In some of the cited cases it was noted that counsel had cross-examined the witnesses at the preliminary examination. Although in the instant case cross-examination of the witness Curtis Mosley was also undertaken at the preliminary examination, we do not consider that such cross-examination is essential to a valid waiver of the right of confrontation in all cases involving stipulated use of a preliminary examination transcript at trial. It is the opportunity for, rather than the fact of, cross-examination which is crucial. (See Pointer v. Texas, supra, 380 U.S. 400, 407.) Of course in some cases the failure of counsel to avail himself of the opportunity may result in less than adequate representation or may amount to the equivalent of a guilty plea.
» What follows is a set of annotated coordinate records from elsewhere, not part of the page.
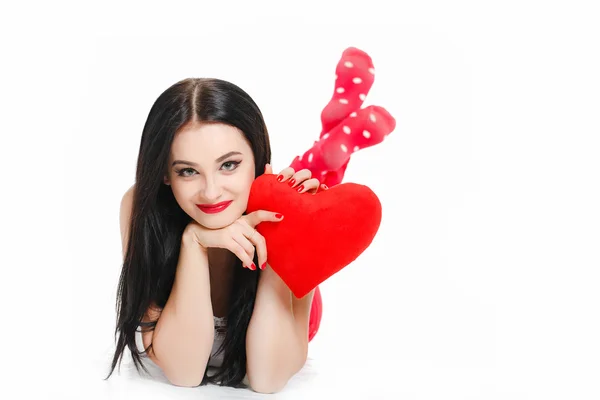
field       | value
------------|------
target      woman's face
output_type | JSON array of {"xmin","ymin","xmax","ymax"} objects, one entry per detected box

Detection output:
[{"xmin": 164, "ymin": 122, "xmax": 255, "ymax": 229}]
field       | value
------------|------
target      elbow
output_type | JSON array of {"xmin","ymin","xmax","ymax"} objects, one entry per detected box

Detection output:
[{"xmin": 163, "ymin": 368, "xmax": 205, "ymax": 388}]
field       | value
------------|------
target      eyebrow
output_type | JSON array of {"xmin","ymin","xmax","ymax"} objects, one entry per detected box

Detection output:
[{"xmin": 171, "ymin": 151, "xmax": 242, "ymax": 167}]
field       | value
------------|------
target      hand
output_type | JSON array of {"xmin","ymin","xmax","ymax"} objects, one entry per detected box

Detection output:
[
  {"xmin": 265, "ymin": 164, "xmax": 329, "ymax": 194},
  {"xmin": 186, "ymin": 210, "xmax": 283, "ymax": 271}
]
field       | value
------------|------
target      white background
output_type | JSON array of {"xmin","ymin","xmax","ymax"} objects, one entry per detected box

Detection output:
[{"xmin": 0, "ymin": 1, "xmax": 600, "ymax": 399}]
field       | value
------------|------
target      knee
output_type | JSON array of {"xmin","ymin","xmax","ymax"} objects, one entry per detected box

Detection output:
[{"xmin": 248, "ymin": 376, "xmax": 287, "ymax": 394}]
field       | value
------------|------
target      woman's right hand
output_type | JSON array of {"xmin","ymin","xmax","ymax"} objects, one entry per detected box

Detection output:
[{"xmin": 184, "ymin": 210, "xmax": 283, "ymax": 270}]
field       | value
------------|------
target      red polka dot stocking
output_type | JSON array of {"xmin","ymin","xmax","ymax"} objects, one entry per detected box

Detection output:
[{"xmin": 290, "ymin": 47, "xmax": 396, "ymax": 187}]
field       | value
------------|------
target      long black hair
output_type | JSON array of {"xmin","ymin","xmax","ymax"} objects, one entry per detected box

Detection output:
[{"xmin": 105, "ymin": 78, "xmax": 271, "ymax": 387}]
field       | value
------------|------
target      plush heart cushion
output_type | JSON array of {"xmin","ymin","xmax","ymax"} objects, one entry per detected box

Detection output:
[{"xmin": 247, "ymin": 174, "xmax": 381, "ymax": 298}]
It is to these considerations that we now turn.
It is defendant's contention, however, that in the circumstances obtaining the submission of the case on the transcript of the preliminary examination was tantamount to a guilty plea entered without effective consent on his part.
In Brookhart v. Janis, supra, 384 U.S. 1, an Ohio defendant charged with forgery and other crimes entered a plea of not guilty and was provided with appointed counsel. On the date set for trial the defendant appeared with his counsel and personally waived a jury trial. His counsel then stated to the court that the matter was to be submitted on a "prima facie case," a procedure employed in Ohio whereby the defendant apparently agrees to be found guilty if the state can produce legally sufficient evidence of guilt, the defendant further agreeing that he will neither present his own witnesses nor cross-examine those of the state. As the trial court was ascertaining that defense counsel understood the limited nature of the "prima facie case" proceeding, the defendant interjected: "I would like to point out in no way am I pleading guilty to this charge." The trial court thereupon stated that the defendant should make up his mind "whether you require a prima facie case or a complete trial of it." The defendant did not reply, but his counsel stated: "Prima facie, Your Honor, is all we are interested in." Apparently, the trial court then proceeded to hear the state's witnesses and found the defendant guilty. (384 U.S. at pp. 5-6 [16 L.Ed.2d at pp. 317-318].) The Supreme Court of Ohio denied the defendant's petition for habeas corpus, and the United States Supreme Court granted certiorari.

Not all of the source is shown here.